# whats an SR18Di? :P



## Guest (Jan 30, 2003)

hi guys this is my 1st post..

anyway, i just bought a 1990 primera with 120,000km on the clock for only NZ$3000, it has a nissan SR18DI motor in it and i was wondering if it's good.

also the car had 'NVR' stenciled on the back... have no idea what it is...

anyway the car drives great and looks good too 

nissans rule


----------



## OmegaManEX (Oct 4, 2002)

SR18DI: 1.8 liters, DOHC, throttle body fuel injection, 110 hp.

its an sr engine so im assuming its good just because of that.. but it has a kinda low hp rating.............?.........


----------



## Guest (Jan 31, 2003)

hmm... anything cheap and easy to improve it?


----------



## CowboyDren (May 8, 2002)

It's an SR; I'd be pretty suprised if conventional SR20DE power adders didn't work. High-flow intake filter and advanced timing, for starters. Then see if a header (like a $200 Pacesetter, even) would fit. Then see if you can find a manual with cam specs. Then see if you can put it on a dyno to see where the fuel curve is (lean, rich, bumpy, whatever).
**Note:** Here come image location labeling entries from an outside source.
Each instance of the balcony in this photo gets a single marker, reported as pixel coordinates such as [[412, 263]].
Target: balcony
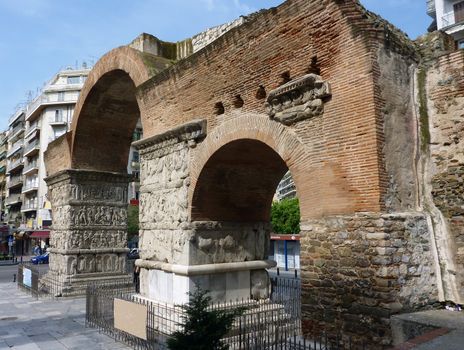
[[31, 187], [31, 167], [15, 148], [32, 129], [58, 121], [17, 164], [30, 205], [431, 8], [15, 181], [32, 148], [16, 131], [34, 108], [19, 112], [13, 199]]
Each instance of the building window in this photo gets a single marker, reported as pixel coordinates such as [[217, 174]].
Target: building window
[[458, 12], [137, 135], [74, 79], [58, 115], [135, 156], [460, 44]]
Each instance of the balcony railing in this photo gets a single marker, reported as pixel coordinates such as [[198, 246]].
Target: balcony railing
[[18, 128], [32, 128], [30, 205], [14, 181], [430, 7], [15, 164], [48, 100], [448, 19], [30, 146], [15, 148], [13, 199], [29, 166], [30, 186]]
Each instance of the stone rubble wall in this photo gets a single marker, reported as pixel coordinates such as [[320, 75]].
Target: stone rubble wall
[[206, 37], [443, 82], [358, 270]]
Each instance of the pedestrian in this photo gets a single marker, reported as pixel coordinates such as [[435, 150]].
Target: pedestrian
[[136, 278]]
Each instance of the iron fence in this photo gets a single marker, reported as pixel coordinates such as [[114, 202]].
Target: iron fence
[[39, 284], [273, 324]]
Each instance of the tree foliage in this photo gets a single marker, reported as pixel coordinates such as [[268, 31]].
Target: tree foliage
[[133, 220], [285, 216], [203, 327]]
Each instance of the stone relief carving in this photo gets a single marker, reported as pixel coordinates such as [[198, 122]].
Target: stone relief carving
[[298, 99], [61, 194], [90, 215]]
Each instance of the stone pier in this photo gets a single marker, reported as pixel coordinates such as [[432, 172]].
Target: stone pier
[[226, 258], [89, 234]]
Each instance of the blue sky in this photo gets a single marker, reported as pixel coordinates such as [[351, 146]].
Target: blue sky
[[38, 37]]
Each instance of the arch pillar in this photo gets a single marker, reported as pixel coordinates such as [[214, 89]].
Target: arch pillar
[[177, 254], [89, 232]]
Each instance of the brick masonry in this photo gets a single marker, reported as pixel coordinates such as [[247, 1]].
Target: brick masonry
[[357, 154], [444, 83], [358, 270]]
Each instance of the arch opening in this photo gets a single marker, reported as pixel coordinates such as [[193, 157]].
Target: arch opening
[[104, 131], [238, 183]]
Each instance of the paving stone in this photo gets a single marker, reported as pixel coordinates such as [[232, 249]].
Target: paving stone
[[30, 324]]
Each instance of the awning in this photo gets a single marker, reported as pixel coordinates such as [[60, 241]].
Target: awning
[[19, 235], [285, 237], [40, 234]]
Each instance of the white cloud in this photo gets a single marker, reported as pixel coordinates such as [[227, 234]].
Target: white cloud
[[26, 8], [227, 6]]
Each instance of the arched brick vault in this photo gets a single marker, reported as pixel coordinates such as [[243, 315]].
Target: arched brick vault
[[234, 145], [107, 110]]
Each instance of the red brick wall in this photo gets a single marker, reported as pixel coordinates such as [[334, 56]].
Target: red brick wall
[[344, 171]]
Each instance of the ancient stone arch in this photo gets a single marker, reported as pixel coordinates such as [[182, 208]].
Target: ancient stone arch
[[320, 88]]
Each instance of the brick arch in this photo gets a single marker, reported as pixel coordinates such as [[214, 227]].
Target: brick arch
[[273, 146], [107, 111]]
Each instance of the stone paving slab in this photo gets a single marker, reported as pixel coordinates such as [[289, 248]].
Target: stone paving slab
[[30, 324]]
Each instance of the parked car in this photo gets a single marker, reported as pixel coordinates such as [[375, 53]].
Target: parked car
[[133, 254], [40, 259]]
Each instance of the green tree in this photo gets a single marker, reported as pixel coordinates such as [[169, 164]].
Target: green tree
[[285, 216], [133, 220], [203, 327]]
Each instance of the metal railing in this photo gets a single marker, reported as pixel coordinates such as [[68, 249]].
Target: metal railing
[[30, 165], [267, 324], [39, 284], [15, 164], [30, 146], [448, 19], [15, 148], [31, 205], [13, 199], [16, 129], [14, 181]]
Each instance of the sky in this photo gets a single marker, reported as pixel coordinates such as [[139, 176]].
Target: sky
[[40, 37]]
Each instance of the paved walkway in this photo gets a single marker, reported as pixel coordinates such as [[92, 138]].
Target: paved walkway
[[30, 324], [448, 335]]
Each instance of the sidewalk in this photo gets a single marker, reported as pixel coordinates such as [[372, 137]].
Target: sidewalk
[[447, 335], [30, 324]]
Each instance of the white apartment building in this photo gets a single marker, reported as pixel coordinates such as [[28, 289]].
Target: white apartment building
[[14, 167], [31, 129], [46, 117], [449, 17]]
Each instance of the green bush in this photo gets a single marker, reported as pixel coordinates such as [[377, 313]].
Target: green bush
[[285, 216], [203, 328]]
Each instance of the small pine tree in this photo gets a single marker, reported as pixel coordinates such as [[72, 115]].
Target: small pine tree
[[203, 328]]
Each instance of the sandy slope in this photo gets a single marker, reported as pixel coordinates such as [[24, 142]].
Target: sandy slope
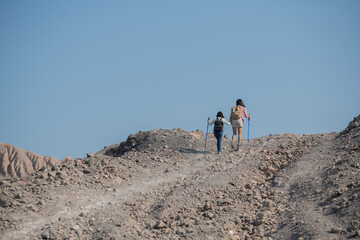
[[160, 185]]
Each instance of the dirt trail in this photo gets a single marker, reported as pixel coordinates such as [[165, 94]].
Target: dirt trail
[[149, 187]]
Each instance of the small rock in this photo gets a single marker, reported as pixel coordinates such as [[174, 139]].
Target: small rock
[[32, 208], [76, 227], [335, 230], [159, 225]]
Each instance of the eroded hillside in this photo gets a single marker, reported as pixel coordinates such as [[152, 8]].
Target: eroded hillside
[[160, 185]]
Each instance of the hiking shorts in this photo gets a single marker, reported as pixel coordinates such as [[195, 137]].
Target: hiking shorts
[[237, 123]]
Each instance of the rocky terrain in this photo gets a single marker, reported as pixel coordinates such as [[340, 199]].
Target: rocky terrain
[[160, 185], [16, 162]]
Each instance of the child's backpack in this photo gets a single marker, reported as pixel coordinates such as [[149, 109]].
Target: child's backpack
[[236, 113], [219, 125]]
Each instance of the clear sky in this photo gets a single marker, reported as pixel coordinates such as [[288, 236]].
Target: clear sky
[[76, 76]]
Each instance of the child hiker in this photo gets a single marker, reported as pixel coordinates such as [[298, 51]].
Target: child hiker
[[237, 120], [219, 129]]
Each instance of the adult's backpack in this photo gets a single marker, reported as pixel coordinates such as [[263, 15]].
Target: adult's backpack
[[219, 125], [236, 112]]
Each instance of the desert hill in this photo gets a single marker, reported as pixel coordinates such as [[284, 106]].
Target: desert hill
[[16, 162], [160, 185]]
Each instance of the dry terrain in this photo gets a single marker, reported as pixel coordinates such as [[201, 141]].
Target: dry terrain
[[160, 185]]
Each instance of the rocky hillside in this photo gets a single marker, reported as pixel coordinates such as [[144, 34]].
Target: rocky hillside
[[16, 162], [160, 185]]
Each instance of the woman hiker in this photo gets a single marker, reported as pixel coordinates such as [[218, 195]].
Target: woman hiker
[[219, 129], [237, 120]]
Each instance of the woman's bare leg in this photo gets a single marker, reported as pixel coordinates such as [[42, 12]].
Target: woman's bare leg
[[239, 137], [234, 135]]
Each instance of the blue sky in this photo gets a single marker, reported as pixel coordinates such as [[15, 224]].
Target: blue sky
[[76, 76]]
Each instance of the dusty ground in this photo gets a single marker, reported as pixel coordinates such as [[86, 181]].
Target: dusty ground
[[160, 185]]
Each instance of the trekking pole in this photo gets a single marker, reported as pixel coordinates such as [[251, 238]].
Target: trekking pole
[[248, 131], [207, 129]]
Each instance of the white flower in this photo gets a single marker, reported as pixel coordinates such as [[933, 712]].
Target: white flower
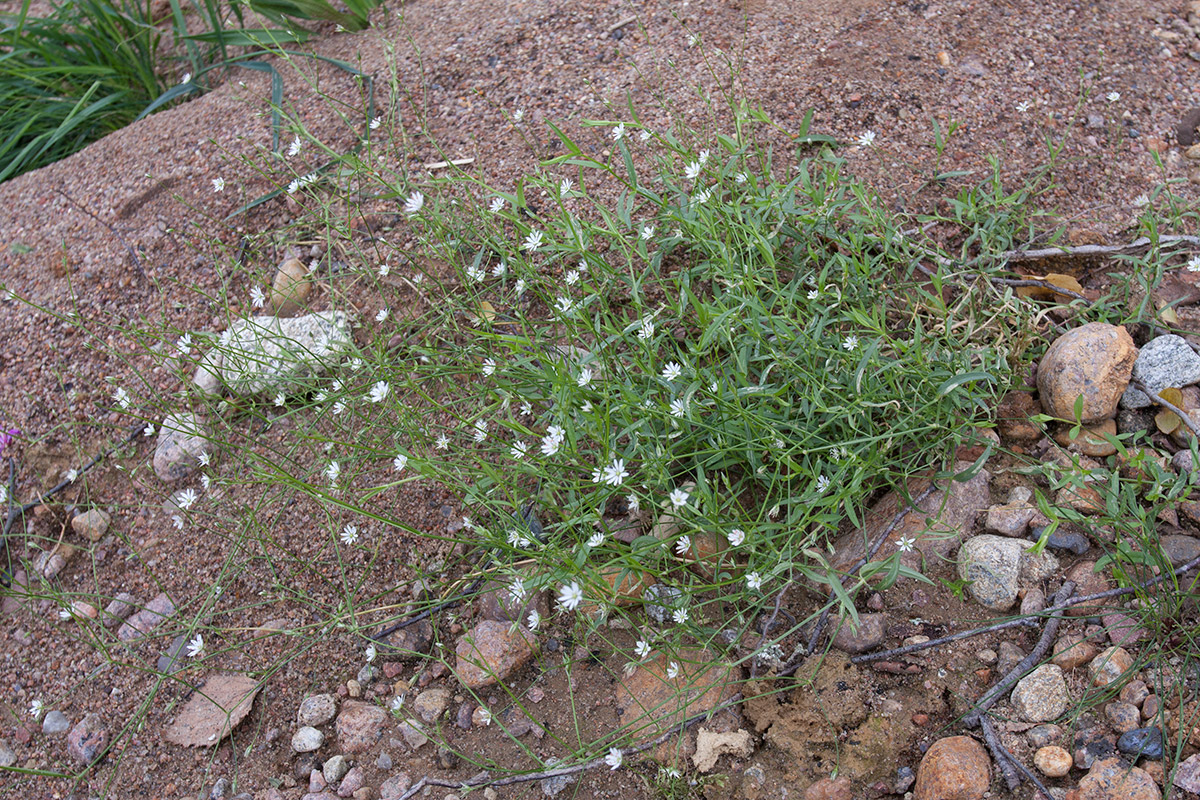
[[533, 241], [414, 204], [615, 473], [196, 647], [570, 596], [186, 499], [678, 498]]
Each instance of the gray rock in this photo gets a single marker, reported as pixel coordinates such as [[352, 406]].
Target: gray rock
[[267, 353], [307, 739], [183, 439], [1042, 695], [55, 723], [1164, 362], [996, 566], [317, 709]]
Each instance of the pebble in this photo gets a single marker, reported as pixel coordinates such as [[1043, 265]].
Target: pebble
[[1111, 779], [91, 524], [55, 723], [268, 353], [317, 709], [869, 635], [1109, 666], [359, 726], [1165, 361], [88, 740], [1146, 743], [996, 566], [955, 767], [1093, 361], [307, 739], [183, 439], [1053, 761], [491, 651], [1042, 695]]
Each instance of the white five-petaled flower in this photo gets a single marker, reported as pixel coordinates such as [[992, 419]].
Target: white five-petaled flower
[[533, 241], [678, 498], [186, 499], [615, 473], [379, 391], [196, 647], [570, 596]]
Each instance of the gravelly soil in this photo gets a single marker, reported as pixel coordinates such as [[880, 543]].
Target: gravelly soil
[[109, 234]]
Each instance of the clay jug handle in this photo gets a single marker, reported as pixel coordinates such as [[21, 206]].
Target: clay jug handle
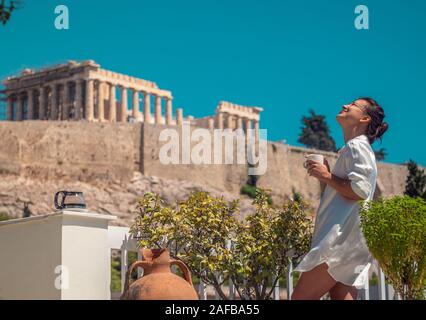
[[184, 268], [136, 264]]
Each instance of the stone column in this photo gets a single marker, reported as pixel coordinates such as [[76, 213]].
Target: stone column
[[42, 104], [123, 110], [211, 123], [65, 102], [247, 123], [30, 114], [179, 116], [147, 108], [54, 103], [101, 102], [256, 129], [10, 107], [229, 121], [78, 99], [19, 105], [112, 104], [89, 100], [135, 105], [168, 111], [239, 123], [157, 109], [219, 120]]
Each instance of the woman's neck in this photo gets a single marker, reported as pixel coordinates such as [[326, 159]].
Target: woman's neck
[[350, 133]]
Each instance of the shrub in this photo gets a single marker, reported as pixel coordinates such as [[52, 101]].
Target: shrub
[[199, 231], [395, 231]]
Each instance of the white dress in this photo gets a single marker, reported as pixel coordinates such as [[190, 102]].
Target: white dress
[[337, 238]]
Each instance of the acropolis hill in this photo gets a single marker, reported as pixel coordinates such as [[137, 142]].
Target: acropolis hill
[[73, 127]]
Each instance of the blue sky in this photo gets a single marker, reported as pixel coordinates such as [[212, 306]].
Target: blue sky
[[285, 56]]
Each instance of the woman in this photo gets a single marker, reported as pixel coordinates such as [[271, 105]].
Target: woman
[[339, 259]]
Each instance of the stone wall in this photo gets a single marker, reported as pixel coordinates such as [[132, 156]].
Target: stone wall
[[106, 155], [76, 149]]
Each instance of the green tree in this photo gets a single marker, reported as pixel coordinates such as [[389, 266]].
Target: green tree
[[316, 133], [395, 231], [380, 154], [415, 184], [7, 7], [206, 234]]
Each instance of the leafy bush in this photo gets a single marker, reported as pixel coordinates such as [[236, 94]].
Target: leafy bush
[[199, 231], [395, 231], [251, 191]]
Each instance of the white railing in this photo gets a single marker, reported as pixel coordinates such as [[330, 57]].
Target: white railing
[[120, 239]]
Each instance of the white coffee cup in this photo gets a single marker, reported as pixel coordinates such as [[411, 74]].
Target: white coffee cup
[[314, 157]]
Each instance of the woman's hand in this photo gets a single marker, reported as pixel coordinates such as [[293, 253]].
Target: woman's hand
[[318, 170]]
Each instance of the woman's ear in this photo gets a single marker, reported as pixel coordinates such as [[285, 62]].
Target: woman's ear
[[365, 120]]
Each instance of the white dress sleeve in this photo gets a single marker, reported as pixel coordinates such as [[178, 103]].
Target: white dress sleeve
[[360, 168]]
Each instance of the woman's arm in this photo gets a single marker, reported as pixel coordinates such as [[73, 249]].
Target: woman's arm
[[343, 186]]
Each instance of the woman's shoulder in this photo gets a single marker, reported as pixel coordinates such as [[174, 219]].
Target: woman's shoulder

I think a TBI engine would be fun to play with.


----------



## Doggy Daddy (Aug 21, 2002)

The SR18DE is the strong machine 138HP has higher compression than the SR20DE


----------



## nitestridar (Jun 29, 2002)

can you get pictures up of it?


----------



## Doggy Daddy (Aug 21, 2002)

Check this link for a pic of the SR18DE engine. http://www.interq.or.jp/tokyo/simosato/link4.htm
I hope it works.


----------



## phx92se-r (Jan 19, 2003)

I think that the di stands dfor direct ignition, read about it in freshalloy.


----------